Trois cents soixante cinq jours, c'était le nombre où elle me disait ne jamais s'ennuyer. Une vie palpitante, formé de fêtes, d'amants à tout vents, d'anguilles de bulles de champagne remontant le verre pour éclater en feux d'artifices, de voyages, de rires et copinage formel ou pas, au selon des soirées finissant sous le drapé du voisin ou au grain des discussions laissant l'aube faire son bonhomme de chemin.
Son sourire rayonnait quand ses amours se faisaient récits épiques, jonché de romanesque et de bouton d'amour. Ses yeux se plissaient de façon coquine à la lecture de ses lèvres racontant ses dessous de lit qu'elle aimait tant, et quand de nouvelles expériences s'allongeaient au menu, le moindre détail m'était conté. La dessus, aucunes avarices ne venait pointer son nez ! Ni sur le restes d'ailleurs, sa générosité de parole allait de paire avec la confiance qu'elle se donnait en étalant ses frasques. Vous auriez pu l'écouter des heures durant, sans jamais vous lasser ; elle avait la vie d'un livre déjà lu, bien connu, mais si agréable à feuilleter.

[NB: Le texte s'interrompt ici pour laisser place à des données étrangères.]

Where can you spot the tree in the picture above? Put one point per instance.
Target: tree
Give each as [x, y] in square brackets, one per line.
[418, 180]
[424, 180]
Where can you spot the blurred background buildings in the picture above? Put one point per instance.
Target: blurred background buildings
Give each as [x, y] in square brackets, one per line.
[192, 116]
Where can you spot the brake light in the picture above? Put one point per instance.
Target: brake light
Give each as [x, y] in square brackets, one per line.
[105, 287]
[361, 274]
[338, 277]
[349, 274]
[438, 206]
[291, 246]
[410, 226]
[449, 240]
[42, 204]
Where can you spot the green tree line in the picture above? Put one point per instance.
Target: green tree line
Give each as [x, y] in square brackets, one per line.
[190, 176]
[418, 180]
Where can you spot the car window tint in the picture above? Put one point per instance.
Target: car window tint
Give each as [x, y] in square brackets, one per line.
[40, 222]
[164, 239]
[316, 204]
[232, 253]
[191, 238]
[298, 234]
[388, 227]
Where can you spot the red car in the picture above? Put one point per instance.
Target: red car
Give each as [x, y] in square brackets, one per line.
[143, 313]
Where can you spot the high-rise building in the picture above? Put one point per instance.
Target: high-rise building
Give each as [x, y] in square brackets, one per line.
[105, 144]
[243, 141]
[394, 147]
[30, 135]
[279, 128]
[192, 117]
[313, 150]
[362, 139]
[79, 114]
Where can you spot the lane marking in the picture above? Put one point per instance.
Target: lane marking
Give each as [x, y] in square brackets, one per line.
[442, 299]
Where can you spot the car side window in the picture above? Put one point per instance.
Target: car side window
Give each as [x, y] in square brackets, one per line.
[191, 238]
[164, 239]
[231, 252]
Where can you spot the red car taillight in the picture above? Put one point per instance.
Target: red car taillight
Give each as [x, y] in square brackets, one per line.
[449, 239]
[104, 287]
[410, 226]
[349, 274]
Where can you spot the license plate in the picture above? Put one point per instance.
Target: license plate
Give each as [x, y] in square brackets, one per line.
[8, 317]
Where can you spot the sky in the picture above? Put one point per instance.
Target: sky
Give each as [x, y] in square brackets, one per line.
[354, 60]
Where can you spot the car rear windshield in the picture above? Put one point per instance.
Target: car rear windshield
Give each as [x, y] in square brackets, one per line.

Il y avait tout autant de chapitre que de rousseurs sur le haut de ses joues. Les compter aurait été fastidieux, mieux valait juste repérer les endroits qu'il vous plaisait à entendre. Sur la droite, j'y avais posé ses délicatesses, de ses souvenirs d'enfances à ses horizons parcouru sur d'autres continents. À gauche, la densité était plus malicieuse, laissant paraître toutes ses histoires de mains aux fesses, de sexes retroussés et de fontaines bullées accompagnant les soirées de têtes oubliées. Le plus intéressant à mon goût était le parcours de son nez. Entre ses yeux commençait l'innocence, puis à descendre plus bas, on y rencontrait les amours déchus, ceux qu'elle avait quittée ou qui l'avait larguée. Il y avait de très belles histoires à lire dedans, pas si nombreuse qu'elle pouvait le dire, mais chacune décrivait quelle femme elle était.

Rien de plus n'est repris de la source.